Una habitación sin vistas


 
Todos tenemos un modo de hacer las cosas al que nos adherimos por costumbre, por pura inercia o porque no damos para mas. Lo llamamos así, modo o método, para no tener que admitir de que se trata en realidad: de una manía que, como tantas otras, siempre tratamos de justificar con cualquier pretexto, como si en vez de ser lo que es, un ritual arbitrario y carente de sentido, hubiera en nuestros actos alguna lógica subyacente y explicativa, una lógica que, si se fijan, acostumbra a resultar invisible para todos salvo, claro, para nosotros mismos.

Yo, por ejemplo (perdonen que me cite pero tienen que entender que soy lo que tengo más a mano), para saber si un libro es legible o un intento de estafa bien encuadernado leo al azar tres o cuatro frases o un par de poemas y es así como averiguo si lo que allí mora es un orgasmo vertiginoso con amago de pérdida de conciencia o una mera exhibición de fuegos artificiales de circo en suspensión de pagos y payasos en expediente de regulación de empleo.

Con esa sencilla técnica de cata/prueba intento esquivar grandes obras de la literatura construidas con frases de juzgado de guardia y solemnes y profundos poemas que merecerían el fusilamiento sumarísimo de su autor y de vez en cuando descubro pequeñas joyas literarias que valen un potosí, de esas que nos aguardan en el lugar más insospechado de una estantería cualquiera en una vieja librería a punto de cerrar por culpa, a partes iguales, de la devastadora eficiencia logística de Amazon y del sorprendente desconocimiento del significado de la palabra marketing que aqueja a casi todos los libreros del mundo.
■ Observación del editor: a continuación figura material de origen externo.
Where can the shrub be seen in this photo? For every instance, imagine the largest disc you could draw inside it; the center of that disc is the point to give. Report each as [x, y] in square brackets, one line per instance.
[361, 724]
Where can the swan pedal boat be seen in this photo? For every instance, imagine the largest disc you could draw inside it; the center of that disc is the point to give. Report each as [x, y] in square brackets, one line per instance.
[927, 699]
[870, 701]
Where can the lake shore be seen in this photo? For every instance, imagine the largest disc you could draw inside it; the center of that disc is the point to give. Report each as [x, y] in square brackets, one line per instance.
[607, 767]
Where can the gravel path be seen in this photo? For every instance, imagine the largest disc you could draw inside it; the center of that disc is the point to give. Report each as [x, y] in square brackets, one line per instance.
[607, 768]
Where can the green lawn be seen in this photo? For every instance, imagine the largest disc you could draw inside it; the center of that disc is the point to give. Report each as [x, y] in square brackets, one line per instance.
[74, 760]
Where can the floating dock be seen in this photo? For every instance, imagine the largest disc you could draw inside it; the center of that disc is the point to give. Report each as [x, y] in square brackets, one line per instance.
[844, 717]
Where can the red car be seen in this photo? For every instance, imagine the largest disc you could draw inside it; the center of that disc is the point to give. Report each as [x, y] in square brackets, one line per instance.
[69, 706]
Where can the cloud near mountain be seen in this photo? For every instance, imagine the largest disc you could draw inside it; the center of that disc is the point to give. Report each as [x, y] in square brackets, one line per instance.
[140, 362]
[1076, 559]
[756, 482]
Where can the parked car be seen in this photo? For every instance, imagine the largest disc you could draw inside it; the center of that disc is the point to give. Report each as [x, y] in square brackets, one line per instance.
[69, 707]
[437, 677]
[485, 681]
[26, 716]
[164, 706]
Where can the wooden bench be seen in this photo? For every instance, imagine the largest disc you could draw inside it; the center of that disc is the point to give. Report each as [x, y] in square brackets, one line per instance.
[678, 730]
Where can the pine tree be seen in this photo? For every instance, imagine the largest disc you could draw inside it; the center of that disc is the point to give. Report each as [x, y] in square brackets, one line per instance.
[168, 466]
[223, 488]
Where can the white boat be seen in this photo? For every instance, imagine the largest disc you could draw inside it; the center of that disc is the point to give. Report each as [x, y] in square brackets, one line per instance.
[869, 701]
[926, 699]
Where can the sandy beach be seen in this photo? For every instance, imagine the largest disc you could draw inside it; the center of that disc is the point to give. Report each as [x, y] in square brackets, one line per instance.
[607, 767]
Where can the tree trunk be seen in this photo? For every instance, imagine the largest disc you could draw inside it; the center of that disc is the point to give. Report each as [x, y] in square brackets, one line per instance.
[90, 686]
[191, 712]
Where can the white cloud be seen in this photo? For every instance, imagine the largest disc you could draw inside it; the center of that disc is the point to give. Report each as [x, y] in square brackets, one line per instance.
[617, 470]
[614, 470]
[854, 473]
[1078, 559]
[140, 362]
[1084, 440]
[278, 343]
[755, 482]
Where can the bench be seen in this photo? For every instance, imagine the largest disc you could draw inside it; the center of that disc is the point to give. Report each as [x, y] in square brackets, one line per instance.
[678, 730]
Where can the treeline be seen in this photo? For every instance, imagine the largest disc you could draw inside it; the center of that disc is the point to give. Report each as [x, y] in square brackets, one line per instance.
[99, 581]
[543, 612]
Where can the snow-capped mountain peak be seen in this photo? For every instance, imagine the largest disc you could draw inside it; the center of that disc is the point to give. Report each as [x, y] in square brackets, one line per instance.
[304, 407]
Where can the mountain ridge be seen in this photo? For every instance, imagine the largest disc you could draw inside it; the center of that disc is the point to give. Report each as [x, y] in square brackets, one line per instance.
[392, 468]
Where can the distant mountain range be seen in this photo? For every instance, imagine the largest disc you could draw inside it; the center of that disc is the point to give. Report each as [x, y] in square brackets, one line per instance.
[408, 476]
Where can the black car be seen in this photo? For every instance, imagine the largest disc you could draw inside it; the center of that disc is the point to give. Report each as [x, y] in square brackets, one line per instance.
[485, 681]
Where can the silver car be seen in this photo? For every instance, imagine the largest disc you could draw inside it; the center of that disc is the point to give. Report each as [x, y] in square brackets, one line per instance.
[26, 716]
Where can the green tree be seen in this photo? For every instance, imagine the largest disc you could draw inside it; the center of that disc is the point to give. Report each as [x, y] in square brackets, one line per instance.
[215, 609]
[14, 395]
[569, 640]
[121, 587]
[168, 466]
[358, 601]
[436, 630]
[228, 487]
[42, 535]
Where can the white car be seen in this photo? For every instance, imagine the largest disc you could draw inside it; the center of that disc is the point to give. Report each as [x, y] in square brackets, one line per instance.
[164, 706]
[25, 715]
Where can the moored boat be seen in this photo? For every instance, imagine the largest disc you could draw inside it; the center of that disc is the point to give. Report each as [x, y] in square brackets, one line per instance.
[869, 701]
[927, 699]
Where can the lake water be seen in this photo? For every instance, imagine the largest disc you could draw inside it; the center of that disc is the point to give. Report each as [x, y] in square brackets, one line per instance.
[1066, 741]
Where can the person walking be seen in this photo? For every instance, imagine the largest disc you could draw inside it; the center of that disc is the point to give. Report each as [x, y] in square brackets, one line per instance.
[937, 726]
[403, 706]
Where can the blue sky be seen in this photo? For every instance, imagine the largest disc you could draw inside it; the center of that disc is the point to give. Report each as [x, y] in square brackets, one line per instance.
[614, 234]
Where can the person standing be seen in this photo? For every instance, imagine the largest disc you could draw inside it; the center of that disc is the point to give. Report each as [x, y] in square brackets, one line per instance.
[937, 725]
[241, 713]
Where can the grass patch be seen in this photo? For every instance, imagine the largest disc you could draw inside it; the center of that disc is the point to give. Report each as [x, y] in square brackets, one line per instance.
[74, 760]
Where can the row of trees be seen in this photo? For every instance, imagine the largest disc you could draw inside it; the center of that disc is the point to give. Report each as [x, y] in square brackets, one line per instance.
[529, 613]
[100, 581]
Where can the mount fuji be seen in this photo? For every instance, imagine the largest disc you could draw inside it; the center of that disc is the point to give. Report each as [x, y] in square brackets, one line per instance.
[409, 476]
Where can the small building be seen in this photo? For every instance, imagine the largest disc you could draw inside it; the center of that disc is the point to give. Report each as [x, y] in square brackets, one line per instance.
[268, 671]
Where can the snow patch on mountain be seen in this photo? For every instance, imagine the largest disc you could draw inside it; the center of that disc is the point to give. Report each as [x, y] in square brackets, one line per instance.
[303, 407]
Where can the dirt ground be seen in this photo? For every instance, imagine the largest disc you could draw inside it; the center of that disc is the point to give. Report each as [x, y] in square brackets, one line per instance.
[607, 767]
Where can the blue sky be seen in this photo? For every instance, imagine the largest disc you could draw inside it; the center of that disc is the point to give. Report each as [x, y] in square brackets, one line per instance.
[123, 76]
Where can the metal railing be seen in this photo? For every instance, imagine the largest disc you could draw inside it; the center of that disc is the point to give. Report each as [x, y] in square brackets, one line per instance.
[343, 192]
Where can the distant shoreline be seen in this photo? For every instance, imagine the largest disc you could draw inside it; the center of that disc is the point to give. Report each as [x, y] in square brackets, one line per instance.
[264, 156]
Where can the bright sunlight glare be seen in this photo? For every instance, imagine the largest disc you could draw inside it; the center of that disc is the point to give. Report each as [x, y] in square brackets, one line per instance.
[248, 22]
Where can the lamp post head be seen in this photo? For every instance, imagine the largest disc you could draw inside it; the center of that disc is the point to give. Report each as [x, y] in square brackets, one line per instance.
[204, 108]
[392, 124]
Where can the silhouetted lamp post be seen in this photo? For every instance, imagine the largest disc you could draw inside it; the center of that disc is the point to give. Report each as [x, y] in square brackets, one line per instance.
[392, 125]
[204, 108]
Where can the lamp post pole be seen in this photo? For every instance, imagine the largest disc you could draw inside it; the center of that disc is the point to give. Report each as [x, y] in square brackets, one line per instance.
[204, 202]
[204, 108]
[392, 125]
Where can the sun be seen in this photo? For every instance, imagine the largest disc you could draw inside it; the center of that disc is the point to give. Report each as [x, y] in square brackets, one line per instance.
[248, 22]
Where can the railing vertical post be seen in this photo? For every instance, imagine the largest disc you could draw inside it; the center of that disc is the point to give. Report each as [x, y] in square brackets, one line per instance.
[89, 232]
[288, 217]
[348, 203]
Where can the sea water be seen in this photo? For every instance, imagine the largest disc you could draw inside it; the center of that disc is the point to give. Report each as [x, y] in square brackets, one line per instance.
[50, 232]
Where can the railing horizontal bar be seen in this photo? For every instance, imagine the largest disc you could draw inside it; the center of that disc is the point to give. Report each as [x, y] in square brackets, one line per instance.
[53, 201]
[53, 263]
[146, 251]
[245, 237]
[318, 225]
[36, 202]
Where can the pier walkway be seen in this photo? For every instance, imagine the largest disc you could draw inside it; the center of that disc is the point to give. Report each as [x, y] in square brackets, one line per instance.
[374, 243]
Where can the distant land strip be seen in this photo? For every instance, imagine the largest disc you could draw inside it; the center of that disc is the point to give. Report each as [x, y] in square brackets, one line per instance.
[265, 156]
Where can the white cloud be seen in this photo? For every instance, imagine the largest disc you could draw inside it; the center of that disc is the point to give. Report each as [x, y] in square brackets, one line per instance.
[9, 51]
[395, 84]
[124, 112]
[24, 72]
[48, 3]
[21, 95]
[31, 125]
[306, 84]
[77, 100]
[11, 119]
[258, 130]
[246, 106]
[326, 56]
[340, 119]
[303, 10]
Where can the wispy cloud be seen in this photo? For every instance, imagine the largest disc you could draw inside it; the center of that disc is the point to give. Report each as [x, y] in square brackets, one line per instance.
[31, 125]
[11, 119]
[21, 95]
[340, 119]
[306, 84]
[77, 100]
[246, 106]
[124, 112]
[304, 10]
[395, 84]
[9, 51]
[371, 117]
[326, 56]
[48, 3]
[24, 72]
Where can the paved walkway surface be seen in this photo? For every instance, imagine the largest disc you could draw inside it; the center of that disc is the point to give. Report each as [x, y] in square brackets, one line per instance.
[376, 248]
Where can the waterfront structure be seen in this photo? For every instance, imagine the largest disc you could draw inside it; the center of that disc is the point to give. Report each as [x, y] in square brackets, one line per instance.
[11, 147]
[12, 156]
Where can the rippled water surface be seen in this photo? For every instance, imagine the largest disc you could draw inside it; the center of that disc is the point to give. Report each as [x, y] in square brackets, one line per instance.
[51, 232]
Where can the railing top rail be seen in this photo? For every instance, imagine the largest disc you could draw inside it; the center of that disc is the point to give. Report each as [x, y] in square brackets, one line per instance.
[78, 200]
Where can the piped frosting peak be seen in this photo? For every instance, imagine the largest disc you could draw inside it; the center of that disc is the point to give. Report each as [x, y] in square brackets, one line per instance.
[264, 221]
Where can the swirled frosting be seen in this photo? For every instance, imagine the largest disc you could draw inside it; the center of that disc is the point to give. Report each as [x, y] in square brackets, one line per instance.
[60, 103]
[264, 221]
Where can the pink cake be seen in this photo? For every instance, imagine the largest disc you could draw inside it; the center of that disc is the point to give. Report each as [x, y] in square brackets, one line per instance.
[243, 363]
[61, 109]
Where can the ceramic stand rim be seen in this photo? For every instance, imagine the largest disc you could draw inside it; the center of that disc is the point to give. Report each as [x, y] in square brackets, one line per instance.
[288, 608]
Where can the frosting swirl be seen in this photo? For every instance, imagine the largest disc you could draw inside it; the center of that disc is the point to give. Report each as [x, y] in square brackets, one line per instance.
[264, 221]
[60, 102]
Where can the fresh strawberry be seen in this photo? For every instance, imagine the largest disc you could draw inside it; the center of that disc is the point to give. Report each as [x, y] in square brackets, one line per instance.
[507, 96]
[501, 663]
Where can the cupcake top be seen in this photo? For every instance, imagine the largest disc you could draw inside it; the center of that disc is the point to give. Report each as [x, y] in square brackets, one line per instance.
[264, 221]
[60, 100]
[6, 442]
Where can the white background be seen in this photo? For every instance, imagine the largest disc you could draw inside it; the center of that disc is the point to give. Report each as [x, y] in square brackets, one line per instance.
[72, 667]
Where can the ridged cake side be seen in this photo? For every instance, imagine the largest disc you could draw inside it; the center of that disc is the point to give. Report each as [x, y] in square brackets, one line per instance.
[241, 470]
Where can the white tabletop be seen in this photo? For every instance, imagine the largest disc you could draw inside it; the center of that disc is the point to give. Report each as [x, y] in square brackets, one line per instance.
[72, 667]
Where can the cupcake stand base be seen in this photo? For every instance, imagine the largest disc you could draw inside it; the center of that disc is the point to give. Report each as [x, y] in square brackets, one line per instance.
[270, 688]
Bien pensado es lástima que en el amor no haya forma de aplicar una técnica análoga (si por casual alguno de ustedes la conoce estaría encantado y hasta dispuesto a gratificarle de forma generosa si fuera tan amable de hacerme saber sus pormenores), porque con eso nos evitaríamos bastantes sinsabores, no pocos pesares y alguna que otra noche de insomnio. Y no querido amigo, lo de acostarse con ella un fin de semana y bloquearla en el whatsapp el lunes por la mañana para que no vuelva a molestarte no puede considerarse un procedimiento análogo, así que no te esfuerces en soltarme el rollo, que a estas alturas de la película todos sabemos de qué pie cojea cada uno.

A lo que me refiero, amables lectores, es a que no queda más remedio que reconocer que cada relación amorosa que emprendemos es como un viaje sin brújula ni cartas de navegación en busca de las Indias Orientales, como un melón del que apenas sabemos nada antes de abrirlo: sólo hay unas cuantas líneas amarillas que corretean por un paisaje verdoso, algunas arrugas aquí y allá y muy poco más que pueda indicarnos si su sabor será dulce o si la cosa derivará más pronto que tarde en amarguras, peleas y custodias compartidas. Y es que en esto del amor, aunque nos cueste reconocerlo (quizás porque hacerlo significa aceptar el papel que el azar juega en nuestras vidas y eso nos produce vértigo) por mucho que tratemos de asomar la cabeza para escudriñar el paisaje y adivinar el tiempo que hará el fin de semana que viene, todas las ventanas dan siempre a un altísimo muro de ladrillos.